いっそう臭いが強くなる。吐き気を催すのは当然のこと、意識を失ってしまいそうなほどだ。
臭いは室内に充満していたが、ある場所から特に激しく臭ってきていた。
「……風呂場だ」
「バスルームって言ってください」深山が苦しそうに言った。
「どっちでも同じことだ」
溝上は風呂場の扉を勢いよく開けた。
煽られた空気に乗って、さらにひどい臭気が鼻を突く。
窓もなく、換気口も働いていない。完全な密室。そこに漂っていた空気は想像を絶するものだった。政治家すべての腹のうちを掃き溜め、腐敗させたような臭い。そんなもの想像できるはずないのだが、溝上が連想したものはそれだった。
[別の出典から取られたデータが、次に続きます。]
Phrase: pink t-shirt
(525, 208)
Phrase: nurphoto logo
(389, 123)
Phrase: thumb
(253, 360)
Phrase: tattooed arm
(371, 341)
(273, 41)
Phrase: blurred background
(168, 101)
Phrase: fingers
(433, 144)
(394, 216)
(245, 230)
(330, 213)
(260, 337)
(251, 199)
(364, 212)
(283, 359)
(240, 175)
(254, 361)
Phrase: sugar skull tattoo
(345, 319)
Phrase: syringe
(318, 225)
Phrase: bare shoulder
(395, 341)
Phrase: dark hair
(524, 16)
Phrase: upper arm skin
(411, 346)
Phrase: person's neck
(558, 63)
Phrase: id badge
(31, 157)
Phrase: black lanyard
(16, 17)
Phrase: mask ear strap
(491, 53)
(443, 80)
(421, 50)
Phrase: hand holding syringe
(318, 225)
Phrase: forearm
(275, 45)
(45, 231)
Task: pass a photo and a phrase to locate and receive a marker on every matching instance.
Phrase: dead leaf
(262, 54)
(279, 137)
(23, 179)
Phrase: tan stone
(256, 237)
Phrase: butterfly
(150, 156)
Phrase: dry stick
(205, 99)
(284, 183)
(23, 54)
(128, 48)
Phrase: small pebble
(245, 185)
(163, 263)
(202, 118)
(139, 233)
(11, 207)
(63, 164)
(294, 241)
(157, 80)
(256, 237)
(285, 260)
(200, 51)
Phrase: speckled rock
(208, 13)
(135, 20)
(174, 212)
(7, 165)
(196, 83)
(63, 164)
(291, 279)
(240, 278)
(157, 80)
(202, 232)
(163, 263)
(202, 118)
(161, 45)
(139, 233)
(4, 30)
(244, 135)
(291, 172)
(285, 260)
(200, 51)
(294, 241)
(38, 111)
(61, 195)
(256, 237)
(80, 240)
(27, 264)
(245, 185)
バスタブに目を向けると、いびつに膨れあがったビニール袋が無造作に放り込まれていた。口は結ばれることなく開けられたままだ。異様な臭気もそこから放たれているらしい。
溝上は大きく息を吸い込んで――それもためらわれたのだが――息を止めると、そのビニール袋を覗き込んだ。
そこにはおおよそ予想通りのものがつめられていた。
「見ないほうがいい……」
溝上の忠告をよそに、深山はそれを覗き込み……「うぐぅ」と妙な呻き声をあげると同時に口を抑え、そばの洗面台に駆け寄った。
「古い人間の忠告は聞いておくもんだ」
溝上は、際限なく胃の中のものを吐き出し続ける部下の背をさすりながら、静かにそう言った。
結局、この日、溝上たちは風呂場以外の場所も含め、合計四体の女性と思われる腐乱死体を発見した。もっとも、それらはすべてバラバラにされており、じっくりと検証してみないことには正確なことはわからないだろう。